How could you give the power of building machine learning models and scale them for anyone in an organization?
How could anyone build models without heavily relying on data scientists?
Auto ML solutions automatically provide the ability to discover the best algorithms and hyperparameters for your data.
Building machine learning models can be tedious and time-consuming, especially if you're not an experienced data scientist. And even if you are an experienced data scientist, building models still requires a lot of trial and error to find the best algorithms and hyperparameters for your data. This is where Auto ML solutions come in.
Auto ML is a process of automatically discovering the best algorithms and hyperparameters for your data. You don't have to spend hours or days trying different models and tweaking parameters. Auto ML does all of that for you.
This post will examine Amazon SageMaker Canvas, a brand new AutoML solution to build end-to-end data pipelines and train ML models at scale.
An intro to Amazon SageMaker.
SageMaker is a fully-managed platform that enables developers and data scientists to quickly and easily build, train, and deploy machine learning models at scale. If not familiar, I would highly recommend checking out the docs.
If you want to build a machine learning workflow without SageMaker, you'll need to set up and manage a lot of infrastructures yourself.
For instance, to store and process your data, you'll need to set up and manage data storage (e.g., S3, DynamoDB) and compute resources (e.g., EC2, EMR). To train your machine learning models, you'll need to set up and manage a training environment (e.g., TensorFlow, MXNet, PyTorch). To deploy your machine learning models, you'll need to set up and manage a prediction environment (e.g., Amazon Lambda, Amazon API Gateway).

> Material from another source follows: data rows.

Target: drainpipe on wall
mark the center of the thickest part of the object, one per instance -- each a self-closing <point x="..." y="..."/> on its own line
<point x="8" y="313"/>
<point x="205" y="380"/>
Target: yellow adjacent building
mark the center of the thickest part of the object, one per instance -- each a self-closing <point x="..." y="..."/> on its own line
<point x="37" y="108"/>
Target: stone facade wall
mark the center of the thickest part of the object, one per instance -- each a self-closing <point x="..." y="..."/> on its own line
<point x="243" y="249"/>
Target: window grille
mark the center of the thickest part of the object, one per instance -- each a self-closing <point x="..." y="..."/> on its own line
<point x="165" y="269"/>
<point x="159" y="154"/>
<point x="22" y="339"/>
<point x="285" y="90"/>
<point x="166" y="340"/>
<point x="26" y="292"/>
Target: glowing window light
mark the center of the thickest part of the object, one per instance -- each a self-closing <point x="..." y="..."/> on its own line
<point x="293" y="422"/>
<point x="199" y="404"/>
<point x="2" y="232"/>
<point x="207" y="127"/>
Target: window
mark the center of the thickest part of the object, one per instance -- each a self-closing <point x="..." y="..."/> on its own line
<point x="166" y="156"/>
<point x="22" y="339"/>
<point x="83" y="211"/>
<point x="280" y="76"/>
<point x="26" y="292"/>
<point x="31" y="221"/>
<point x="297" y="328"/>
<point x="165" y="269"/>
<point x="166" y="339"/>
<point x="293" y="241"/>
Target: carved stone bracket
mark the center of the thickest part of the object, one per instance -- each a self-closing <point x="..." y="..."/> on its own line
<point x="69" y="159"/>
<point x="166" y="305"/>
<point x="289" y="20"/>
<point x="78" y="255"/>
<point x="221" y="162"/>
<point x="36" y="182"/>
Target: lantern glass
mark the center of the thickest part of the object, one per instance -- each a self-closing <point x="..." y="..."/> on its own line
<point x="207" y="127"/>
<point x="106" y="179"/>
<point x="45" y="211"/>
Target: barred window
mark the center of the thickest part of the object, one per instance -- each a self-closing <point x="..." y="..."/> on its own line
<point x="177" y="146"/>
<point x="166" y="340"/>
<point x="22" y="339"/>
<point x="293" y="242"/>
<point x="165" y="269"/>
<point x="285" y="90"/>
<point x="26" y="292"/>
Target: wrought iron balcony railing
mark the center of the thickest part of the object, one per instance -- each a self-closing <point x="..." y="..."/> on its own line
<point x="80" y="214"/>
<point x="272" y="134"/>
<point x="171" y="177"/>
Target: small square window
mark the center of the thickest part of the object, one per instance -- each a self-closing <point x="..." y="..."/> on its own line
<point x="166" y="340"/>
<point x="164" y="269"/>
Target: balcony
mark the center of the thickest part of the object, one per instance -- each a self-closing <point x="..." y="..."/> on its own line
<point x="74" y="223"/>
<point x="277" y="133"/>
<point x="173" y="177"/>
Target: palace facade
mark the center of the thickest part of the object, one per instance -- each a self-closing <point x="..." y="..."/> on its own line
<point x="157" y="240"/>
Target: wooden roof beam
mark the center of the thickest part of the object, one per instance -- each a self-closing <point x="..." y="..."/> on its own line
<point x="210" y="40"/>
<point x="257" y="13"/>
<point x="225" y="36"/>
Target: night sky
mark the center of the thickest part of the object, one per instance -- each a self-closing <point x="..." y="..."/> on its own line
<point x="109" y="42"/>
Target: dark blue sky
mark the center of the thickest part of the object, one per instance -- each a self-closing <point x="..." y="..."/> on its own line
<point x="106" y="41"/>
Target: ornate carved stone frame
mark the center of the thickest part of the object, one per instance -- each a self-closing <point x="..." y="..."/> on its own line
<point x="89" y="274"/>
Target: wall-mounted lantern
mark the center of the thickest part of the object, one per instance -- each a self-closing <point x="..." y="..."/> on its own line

SageMaker takes care of all of that for you.
With SageMaker, you can focus on what matters most to you: building and training your machine learning models. When you need more resources, SageMaker will automatically scale up for you. And when you're done with your machine learning models, SageMaker will automatically clean up all your resources.
SageMaker Canvas is a new End-to-End AutoML solution that makes it easy for anyone in an organization to quickly and easily build, train, and deploy machine learning models at scale.
SageMaker Canvas is designed to be used by both data scientists and non-data scientists.
Data scientists can use SageMaker Canvas to build and iterate on machine learning models quickly. Non-data scientists can use SageMaker Canvas to build machine learning models without heavily relying on data scientists.
Building a machine learning model with SageMaker Canvas is simple. Here are the reasons why SageMaker is here to make a difference in the way people work with ML:
Connecting a wide range of data sources
Connecting to data sources is the first hurdle for most people. With SageMaker Canvas, you can connect to data sources using a simple point and click interface. SageMaker connects well with popular data sources like Amazon S3, Amazon Redshift, and Amazon Athena. You can also connect your data lake/warehouse such as Snowflake.
Once connected, you can join datasets from multiple data sources and get a single view of your data.
Semi-automated data cleaning and preparation
After your data is connected, the next step is to prepare your data for modeling. SageMaker Canvas provides a visual interface that makes it easy to do.
You can easily select the columns you want to use for your machine learning models, and SageMaker will automatically detect the data types. You can also specify how you want to handle missing values.
Building and training ML models with drag and drop interface
After your data is prepared, the next step is to select an algorithm and hyperparameters. With SageMaker Canvas, you can choose from a wide range of algorithms, including XGBoost, Linear Learner, Factorization Machines, and more profound neural networks such as Amazon Neural Factorization Machines (NFM) and Amazon DeepAR+.
You can also specify the range of hyperparameters.
You can also specify the hyperparameters for your machine learning models. SageMaker will automatically tune your hyperparameters and select the best model for you.
Deploy your ML model into production systems
After your machine learning model is trained, the next step is to deploy your machine learning model. With SageMaker Canvas, you can quickly deploy your machine learning models as a web service or batch prediction.
You can also monitor your deployed machine learning models in real-time and get alerts when there are issues.
Flexible Pricing Model
SageMaker Canvas has a flexible pricing model when you're using Canvas. Each session costs $1.9 for every hour.
Model training is priced separately and in steps. The first 10M cells cost you $30/million cells. This is often good enough for basic models. For the following 90M cells, the cost is only $15/million cells. Lastly, you'll have to pay only $7/million for datasets beyond 100M cells. That's for projects with more extensive training sets.
If you compare these costs with hiring a separate data scientist for every task, you'd appreciate SageMaker Canvas.
SageMaker Canvas is an excellent tool by AWS. The tool allows everyone to build an end-to-end machine learning pipeline without a data scientist.
It's built on top of Amazon SageMaker, a one-stop-shop for all ML-related infrastructure needs. Canvas extends it with a visual editor and friendly workflow interfaces to simplify the process.
Further, Canvas's attractive Flexi price model makes it a perfect solution for organizations at every stage.